Polly Stenham directs Mae West's 1927 play The Drag |
“The Drag is so outwardly what it is,” says Tom, “but she rewrote it as The Pleasure Man, making it heterosexual – she censored it herself.”
Censorship was a big issue before the Sexual Offences Act was passed. “Before 1967, your play was unlikely to go on if it was overtly homosexual,” says Tom. “The 1965 John Osborne play, A Patriot For Me, was played at the Royal Court, but the Lord Chamberlain banned it, so they set up a private club upstairs so that people could see it. This made a mockery of the whole system, and led to the unwinding of censorship in theatre. Before, people such as Tennessee Williams and Terence Rattigan were writing in metaphor.

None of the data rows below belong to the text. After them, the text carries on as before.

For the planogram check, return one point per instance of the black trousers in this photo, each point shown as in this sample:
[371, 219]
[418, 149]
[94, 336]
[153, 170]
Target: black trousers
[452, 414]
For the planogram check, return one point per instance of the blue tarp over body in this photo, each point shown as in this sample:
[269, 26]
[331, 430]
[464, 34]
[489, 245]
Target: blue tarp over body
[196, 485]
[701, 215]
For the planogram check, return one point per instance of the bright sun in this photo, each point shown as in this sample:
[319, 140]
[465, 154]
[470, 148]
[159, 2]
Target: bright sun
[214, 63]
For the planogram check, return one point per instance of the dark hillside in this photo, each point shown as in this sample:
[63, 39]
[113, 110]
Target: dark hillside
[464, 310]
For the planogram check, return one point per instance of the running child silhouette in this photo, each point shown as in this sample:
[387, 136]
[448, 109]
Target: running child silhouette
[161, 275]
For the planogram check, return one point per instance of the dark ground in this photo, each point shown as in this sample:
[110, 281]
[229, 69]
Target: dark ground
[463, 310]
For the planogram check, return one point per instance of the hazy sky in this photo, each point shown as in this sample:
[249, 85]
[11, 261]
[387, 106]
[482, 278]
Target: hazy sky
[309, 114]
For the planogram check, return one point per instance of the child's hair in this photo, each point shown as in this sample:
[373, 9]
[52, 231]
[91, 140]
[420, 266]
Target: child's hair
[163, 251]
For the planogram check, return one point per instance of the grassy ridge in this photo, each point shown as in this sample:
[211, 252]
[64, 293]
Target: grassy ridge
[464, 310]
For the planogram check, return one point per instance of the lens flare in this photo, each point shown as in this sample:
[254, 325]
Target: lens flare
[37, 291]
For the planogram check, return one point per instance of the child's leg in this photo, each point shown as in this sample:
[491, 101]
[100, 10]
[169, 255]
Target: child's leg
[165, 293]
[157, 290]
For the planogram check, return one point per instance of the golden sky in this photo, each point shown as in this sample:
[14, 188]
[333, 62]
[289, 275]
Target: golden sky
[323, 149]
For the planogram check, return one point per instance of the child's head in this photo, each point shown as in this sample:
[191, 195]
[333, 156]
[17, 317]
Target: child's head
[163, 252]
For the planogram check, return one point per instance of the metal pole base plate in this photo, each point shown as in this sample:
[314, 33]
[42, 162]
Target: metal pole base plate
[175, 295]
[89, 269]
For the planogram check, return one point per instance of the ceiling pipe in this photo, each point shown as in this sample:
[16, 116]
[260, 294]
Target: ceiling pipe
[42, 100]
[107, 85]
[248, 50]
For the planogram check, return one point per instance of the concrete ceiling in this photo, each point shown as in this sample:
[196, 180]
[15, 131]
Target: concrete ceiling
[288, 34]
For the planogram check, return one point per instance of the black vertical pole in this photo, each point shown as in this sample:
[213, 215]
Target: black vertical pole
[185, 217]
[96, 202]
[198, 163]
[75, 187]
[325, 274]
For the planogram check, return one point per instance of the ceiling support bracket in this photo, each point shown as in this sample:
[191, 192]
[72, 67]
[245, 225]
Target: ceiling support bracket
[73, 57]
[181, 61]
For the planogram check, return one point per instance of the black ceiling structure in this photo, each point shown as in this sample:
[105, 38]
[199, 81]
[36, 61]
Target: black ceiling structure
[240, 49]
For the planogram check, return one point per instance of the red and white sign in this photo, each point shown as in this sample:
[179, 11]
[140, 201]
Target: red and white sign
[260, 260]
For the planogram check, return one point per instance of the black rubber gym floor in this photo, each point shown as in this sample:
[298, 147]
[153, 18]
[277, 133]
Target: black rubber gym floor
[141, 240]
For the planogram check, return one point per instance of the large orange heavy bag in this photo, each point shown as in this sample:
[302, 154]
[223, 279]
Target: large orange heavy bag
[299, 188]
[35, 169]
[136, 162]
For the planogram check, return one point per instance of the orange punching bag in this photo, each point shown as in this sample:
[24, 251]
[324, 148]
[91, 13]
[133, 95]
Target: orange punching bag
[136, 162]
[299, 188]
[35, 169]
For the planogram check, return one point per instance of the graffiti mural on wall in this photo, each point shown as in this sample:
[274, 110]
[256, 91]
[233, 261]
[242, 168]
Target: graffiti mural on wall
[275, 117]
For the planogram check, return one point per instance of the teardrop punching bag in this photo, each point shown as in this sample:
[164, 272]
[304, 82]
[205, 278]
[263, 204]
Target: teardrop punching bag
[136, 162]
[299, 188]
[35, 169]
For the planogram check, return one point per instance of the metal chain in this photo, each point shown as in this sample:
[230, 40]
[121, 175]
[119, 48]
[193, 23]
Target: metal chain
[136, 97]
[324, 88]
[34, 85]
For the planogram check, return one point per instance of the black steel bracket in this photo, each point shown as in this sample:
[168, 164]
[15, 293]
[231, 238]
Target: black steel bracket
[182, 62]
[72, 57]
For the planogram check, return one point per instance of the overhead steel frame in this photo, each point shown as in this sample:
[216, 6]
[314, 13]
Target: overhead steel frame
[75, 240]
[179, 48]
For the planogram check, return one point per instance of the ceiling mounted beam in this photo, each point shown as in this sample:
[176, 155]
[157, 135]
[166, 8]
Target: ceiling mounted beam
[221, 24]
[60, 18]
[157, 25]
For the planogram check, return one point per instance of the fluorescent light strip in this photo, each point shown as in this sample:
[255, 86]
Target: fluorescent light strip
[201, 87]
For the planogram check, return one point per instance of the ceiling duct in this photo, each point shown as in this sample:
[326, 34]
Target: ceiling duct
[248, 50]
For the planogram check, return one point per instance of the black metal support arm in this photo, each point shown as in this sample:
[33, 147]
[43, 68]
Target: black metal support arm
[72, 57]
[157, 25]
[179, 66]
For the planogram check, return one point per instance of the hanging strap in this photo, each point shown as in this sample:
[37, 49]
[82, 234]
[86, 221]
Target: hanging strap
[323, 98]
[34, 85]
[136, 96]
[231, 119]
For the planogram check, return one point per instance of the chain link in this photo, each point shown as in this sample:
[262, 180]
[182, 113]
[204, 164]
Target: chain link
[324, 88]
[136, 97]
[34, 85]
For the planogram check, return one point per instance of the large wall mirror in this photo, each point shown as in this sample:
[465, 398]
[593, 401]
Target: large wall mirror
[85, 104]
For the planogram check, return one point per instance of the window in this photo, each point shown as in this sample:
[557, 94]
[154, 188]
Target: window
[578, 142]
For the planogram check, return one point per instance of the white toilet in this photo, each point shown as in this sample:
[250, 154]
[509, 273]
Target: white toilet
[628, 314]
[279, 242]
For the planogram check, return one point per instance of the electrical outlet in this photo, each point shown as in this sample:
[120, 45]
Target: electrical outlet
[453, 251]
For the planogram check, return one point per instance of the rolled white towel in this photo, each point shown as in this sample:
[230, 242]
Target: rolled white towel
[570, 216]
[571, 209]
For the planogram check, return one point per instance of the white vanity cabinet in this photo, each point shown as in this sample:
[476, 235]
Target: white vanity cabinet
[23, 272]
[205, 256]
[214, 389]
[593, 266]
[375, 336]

Out of necessity comes great art, and then they found they could be more explicit.
“It’s a chicken and egg effect – to what extent is theatre reflecting change, or propagating it? Culture helps to push shifts, like Osborne’s play. The floodgates opened, so more could follow. As rights advance, different issues come to the fore. After the legalisation of gay marriage, domestic plays become key, for instance.”
Many people see the AIDS crisis as a turning point for queer representation on stage, too. Tom says: “You forget how huge it was until you see or read Angels in America again – half or a third of your friends would have been wiped out. From devastation, something will change as a result.”
Tom explains his goals for the season: “The exercise of bringing together five plays in five decades plus is a fraught one; everyone has a favourite play specific to them. We want the season to inspire people to talk to us post-show about other plays personal to them, to reinvigorate the conversation. Theatre is best when you feel individually connected to the play but also part of a wider collective.”
So what does the future of LGBT+ theatre hold? “I think the B, and even more so the T – which wasn’t even part of the acronym for a while. The trans experience is now more at the forefront of the political movement, and is galvanised. But there are risks, if you see something like the Caitlyn Jenner reality show, that you only see the unique experience of a conservative white millionaire. We need to interrogate this and make work about that. The National’s festival for youth theatre and schools, Connections, had a play called Pronoun, performed by 30 or 40 youth theatre companies. It was about a trans male aged 16, and had input from the charity Gendered Intelligence. It was a first step into that.
“There is still amazing work being made. Each generation has a state-of-the-nation play for the LGBT+ community. We don’t know what the next will be – will it be about integration, or the plurality of experience? We don’t want everything to go mainstream; we need places like The Glory and the Royal Vauxhall Tavern, to keep that vibrant ecology we have in the theatre, and keep the dialogue, but we also need to ensure representation both onstage and backstage at the National.”
Intersectionality is essential, too. “The 1967 Act was a long act, but it was only partial, between two men. So legislation was always misogynistic – lesbian sex was never illegal,” says Tom. “It was important to ensure that as much of the experience was captured, so Neaptide explores a lesbian experience, and Wig Out! and The Drag look at gender. Wig Out! is also mostly a black cast. It is easy to tell the white male experience of homosexuality, but equality is much more expansive than that. It’s a short little acronym – but huge.”